What is it called when a person pronounces the letter t in the word "metal" as something more similar to a d sound? And what is it called when a person stresses the t in the word "metal" to be more clearly like a regular t than like a d (like the difference between how an American says "metal" and how an Englishman might say that word)?
The phenomenon is known as "flapping", and the result, transcribed as [ɾ], is a "flap". It also applies to /d/, but people notice it most when applied to /t/ since the result is more different compared to /d/. You might call is a "fast d".
If an American were to say [mɛtʰəl] very carefully, that could be called hyperarticulation, that is, aiming to stop a rule of the language from applying by slowing your speech down. I have learned to suppress flapping when I am eliciting linguistic data from people who don't speak American English, they get confused if I pronounce "metal" or "medal" ordinarily. It is generally difficult for Americans to suppress flapping. If you're asking what it's called when British English speaker don't flap, that's just "talking", there's no term for not applying a rule that is not in your dialect.
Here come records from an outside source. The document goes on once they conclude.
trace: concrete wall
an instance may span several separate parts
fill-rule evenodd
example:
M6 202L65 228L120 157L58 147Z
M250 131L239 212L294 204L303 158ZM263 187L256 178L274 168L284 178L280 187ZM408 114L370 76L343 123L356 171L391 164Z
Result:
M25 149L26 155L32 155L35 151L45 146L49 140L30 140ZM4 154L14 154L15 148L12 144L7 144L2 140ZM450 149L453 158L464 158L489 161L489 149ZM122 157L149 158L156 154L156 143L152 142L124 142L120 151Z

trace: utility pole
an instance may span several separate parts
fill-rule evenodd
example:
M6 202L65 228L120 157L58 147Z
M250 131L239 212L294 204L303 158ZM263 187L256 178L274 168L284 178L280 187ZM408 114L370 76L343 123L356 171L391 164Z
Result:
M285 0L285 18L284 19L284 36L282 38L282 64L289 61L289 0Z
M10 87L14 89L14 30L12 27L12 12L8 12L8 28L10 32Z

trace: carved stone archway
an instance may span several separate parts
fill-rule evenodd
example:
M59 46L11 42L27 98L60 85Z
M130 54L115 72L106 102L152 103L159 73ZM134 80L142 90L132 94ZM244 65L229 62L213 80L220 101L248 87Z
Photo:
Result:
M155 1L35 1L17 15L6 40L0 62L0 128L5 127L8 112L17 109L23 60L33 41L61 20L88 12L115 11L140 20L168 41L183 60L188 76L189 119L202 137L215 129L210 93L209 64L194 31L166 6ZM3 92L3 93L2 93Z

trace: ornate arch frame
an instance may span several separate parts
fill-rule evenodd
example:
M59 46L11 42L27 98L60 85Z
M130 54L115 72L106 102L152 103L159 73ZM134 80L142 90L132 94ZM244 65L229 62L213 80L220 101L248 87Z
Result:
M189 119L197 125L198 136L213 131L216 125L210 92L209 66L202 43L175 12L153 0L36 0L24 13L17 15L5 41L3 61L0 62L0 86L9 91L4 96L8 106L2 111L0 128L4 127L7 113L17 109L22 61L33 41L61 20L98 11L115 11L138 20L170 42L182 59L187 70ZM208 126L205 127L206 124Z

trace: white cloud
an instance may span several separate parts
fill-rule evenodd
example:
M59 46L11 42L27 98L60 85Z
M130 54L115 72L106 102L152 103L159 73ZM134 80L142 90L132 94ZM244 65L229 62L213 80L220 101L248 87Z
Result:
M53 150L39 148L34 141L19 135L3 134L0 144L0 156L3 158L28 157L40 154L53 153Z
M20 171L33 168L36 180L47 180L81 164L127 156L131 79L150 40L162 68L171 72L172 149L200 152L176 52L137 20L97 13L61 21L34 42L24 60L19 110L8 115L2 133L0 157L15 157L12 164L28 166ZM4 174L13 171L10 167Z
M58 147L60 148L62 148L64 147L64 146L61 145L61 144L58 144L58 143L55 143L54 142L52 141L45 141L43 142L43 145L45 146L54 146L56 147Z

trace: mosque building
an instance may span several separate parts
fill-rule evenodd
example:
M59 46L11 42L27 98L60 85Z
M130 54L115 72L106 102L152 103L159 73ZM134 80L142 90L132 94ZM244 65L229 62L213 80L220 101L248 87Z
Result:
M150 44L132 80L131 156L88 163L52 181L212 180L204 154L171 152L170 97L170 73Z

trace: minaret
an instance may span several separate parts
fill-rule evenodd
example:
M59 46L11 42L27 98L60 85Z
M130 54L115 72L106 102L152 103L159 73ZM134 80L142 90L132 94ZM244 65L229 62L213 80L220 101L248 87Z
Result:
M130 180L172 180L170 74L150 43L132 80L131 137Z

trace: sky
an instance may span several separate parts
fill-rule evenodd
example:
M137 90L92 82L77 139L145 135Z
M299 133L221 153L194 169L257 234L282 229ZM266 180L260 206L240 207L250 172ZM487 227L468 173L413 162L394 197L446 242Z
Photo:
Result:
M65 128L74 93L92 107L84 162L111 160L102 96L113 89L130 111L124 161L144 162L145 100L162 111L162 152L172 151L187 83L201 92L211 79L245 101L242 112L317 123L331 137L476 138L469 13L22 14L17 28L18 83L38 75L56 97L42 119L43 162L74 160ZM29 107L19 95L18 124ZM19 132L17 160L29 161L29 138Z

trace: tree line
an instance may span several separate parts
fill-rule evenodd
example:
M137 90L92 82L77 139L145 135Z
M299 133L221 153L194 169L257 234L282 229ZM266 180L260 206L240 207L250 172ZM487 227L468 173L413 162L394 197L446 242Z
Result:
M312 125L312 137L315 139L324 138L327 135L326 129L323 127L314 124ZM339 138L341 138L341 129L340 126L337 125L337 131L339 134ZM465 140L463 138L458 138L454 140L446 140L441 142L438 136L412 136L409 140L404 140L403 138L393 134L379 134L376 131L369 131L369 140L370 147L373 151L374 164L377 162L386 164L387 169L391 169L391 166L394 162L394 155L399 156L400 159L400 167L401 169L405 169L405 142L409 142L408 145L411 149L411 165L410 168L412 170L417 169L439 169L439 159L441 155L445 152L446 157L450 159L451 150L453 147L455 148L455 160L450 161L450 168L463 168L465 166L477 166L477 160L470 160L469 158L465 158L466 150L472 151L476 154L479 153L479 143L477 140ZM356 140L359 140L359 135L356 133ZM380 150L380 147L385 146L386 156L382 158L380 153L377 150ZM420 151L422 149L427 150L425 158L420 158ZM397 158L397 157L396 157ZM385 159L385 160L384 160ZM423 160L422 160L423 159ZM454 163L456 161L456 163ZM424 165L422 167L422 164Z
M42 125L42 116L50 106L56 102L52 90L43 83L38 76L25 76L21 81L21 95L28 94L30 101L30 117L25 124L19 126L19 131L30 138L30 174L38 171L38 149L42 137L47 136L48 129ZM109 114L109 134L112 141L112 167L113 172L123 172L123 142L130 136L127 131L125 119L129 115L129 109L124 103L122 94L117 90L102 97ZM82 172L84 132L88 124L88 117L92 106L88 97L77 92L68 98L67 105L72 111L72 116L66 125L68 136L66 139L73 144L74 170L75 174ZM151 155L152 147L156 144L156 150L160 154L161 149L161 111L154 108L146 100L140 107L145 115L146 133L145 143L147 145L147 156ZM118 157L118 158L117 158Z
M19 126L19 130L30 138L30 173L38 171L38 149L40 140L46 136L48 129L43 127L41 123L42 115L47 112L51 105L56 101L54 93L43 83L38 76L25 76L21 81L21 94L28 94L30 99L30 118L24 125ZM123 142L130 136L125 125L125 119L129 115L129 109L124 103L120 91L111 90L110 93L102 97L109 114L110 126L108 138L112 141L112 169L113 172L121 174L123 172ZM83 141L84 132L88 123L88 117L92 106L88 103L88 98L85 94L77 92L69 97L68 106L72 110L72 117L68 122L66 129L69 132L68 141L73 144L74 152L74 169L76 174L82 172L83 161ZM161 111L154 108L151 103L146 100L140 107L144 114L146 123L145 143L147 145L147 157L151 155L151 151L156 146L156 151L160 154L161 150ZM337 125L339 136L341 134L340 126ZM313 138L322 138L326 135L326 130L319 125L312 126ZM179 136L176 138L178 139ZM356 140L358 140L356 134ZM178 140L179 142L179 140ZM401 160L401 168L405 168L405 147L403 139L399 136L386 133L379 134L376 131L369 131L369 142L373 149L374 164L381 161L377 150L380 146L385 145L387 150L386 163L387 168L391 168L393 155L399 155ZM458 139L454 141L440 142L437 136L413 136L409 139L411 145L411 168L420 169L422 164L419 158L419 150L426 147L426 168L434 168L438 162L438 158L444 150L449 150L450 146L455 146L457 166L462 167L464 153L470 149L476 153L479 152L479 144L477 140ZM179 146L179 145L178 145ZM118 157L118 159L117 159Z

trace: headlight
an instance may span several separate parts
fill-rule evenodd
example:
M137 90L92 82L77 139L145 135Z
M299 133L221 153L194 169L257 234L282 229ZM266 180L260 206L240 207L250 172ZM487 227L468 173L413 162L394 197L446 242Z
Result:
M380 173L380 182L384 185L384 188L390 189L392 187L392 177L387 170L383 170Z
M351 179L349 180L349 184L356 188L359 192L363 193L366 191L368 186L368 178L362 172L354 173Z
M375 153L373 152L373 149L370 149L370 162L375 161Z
Flapping applies to intervocalic syllable offset alveolar stops. This formulation assumes some things that are less than obvious. For one thing, it assumes that syllabic and glide r count as vowels, to account for flapping in such words as "dirty" "barter" ?"cortical". And that the off-glides of diphthongs also count as vowels: "routing" "boating" "goiter".
Another assumption: syllabic resonants r, l, m, n are derived from phonemic forms with preceding vowels, which have been lost: "border", "little", "bottle", "bottom", "button" (this last only in dialects where the t does not become glottal stop).
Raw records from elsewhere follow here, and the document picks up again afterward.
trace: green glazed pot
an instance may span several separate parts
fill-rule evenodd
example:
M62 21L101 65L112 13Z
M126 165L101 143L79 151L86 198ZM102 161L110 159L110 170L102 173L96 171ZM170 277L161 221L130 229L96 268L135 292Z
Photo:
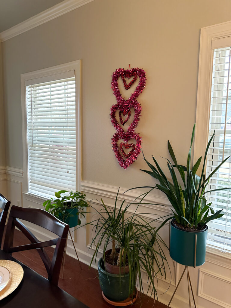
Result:
M65 222L69 225L70 228L76 227L79 222L79 215L77 213L79 212L78 208L75 208L74 209L66 209L66 212L68 213L68 214L64 215L60 213L59 215L59 219L62 221Z
M113 302L121 302L127 298L129 292L129 273L117 275L105 270L103 260L101 258L98 262L99 279L101 290L106 297ZM136 282L134 282L133 290Z
M177 263L183 265L194 266L195 265L198 266L204 264L205 261L208 229L206 225L201 231L185 231L176 226L172 221L170 234L170 256Z

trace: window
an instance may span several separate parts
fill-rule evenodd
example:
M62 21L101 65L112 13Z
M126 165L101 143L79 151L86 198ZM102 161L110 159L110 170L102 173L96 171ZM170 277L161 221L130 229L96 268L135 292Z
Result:
M215 134L208 152L207 176L231 155L231 22L201 29L194 159L201 156ZM231 159L210 179L207 196L215 211L225 215L210 222L207 244L231 252Z
M27 193L79 190L80 64L21 75Z

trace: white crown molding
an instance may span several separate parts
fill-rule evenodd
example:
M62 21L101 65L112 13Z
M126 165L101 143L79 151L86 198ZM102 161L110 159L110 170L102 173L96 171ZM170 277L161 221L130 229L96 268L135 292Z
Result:
M6 166L5 167L5 170L6 174L15 176L19 176L20 177L23 177L23 171L22 169Z
M64 0L0 33L0 43L33 29L40 25L82 6L94 0Z

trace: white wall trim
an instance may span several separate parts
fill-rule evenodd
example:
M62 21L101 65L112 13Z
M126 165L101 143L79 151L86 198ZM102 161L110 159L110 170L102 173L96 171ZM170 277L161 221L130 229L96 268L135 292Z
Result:
M75 70L75 116L76 120L76 189L80 189L81 175L81 124L80 105L81 104L81 60L76 60L67 63L65 63L51 67L39 70L21 74L21 99L22 102L22 144L23 152L23 192L28 191L28 154L27 145L26 108L26 85L33 84L33 82L42 82L43 79L47 77L53 77L58 74L65 73L67 72ZM55 80L54 77L53 80Z
M213 273L210 271L200 269L199 270L198 292L197 294L198 296L202 297L204 299L207 299L212 302L217 304L223 308L231 308L231 304L230 304L230 302L224 302L223 301L220 300L216 297L211 296L204 292L203 287L205 285L204 278L205 276L206 275L217 279L218 281L220 280L223 282L225 282L231 285L231 279L230 278L224 277L224 276L221 276L218 275L217 274Z
M0 166L0 174L5 174L6 173L5 166Z
M64 0L59 3L0 33L0 43L33 29L94 0Z
M18 168L14 168L13 167L8 167L7 166L5 167L5 169L6 174L23 177L23 171L22 169L20 169Z
M194 164L204 155L208 142L213 55L212 44L214 41L229 36L231 36L231 21L202 28L201 30Z
M106 197L114 199L116 197L119 188L115 186L87 181L81 181L81 190L84 192L98 195L101 197ZM125 199L127 201L132 202L136 198L138 198L142 193L140 191L139 191L138 190L129 190L125 193L126 190L124 188L120 188L118 195L119 200L123 200ZM138 201L140 200L140 198L137 199ZM170 203L166 197L156 196L150 194L145 197L143 202L147 204L142 205L142 206L144 207L155 209L166 212L165 215L172 213L170 209L170 207L171 206Z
It's also assumed that intervocalic consonants before unstressed vowels belong to the syllable of the preceding vowel. The t of your example "metallic" is in the wrong syllable to be flapped, since t is in the syllable of the following stressed vowel.
The phenomenon you're talking about is called T-flapping (and its opposite is, I suppose, the absence of T-flapping).
Many Americans pronounce the
/d/ sounds ("alveolar stops") as something linguists write as
[ɾ] (an "alveolar flap") when they come between two vowels. Most Brits don't do this.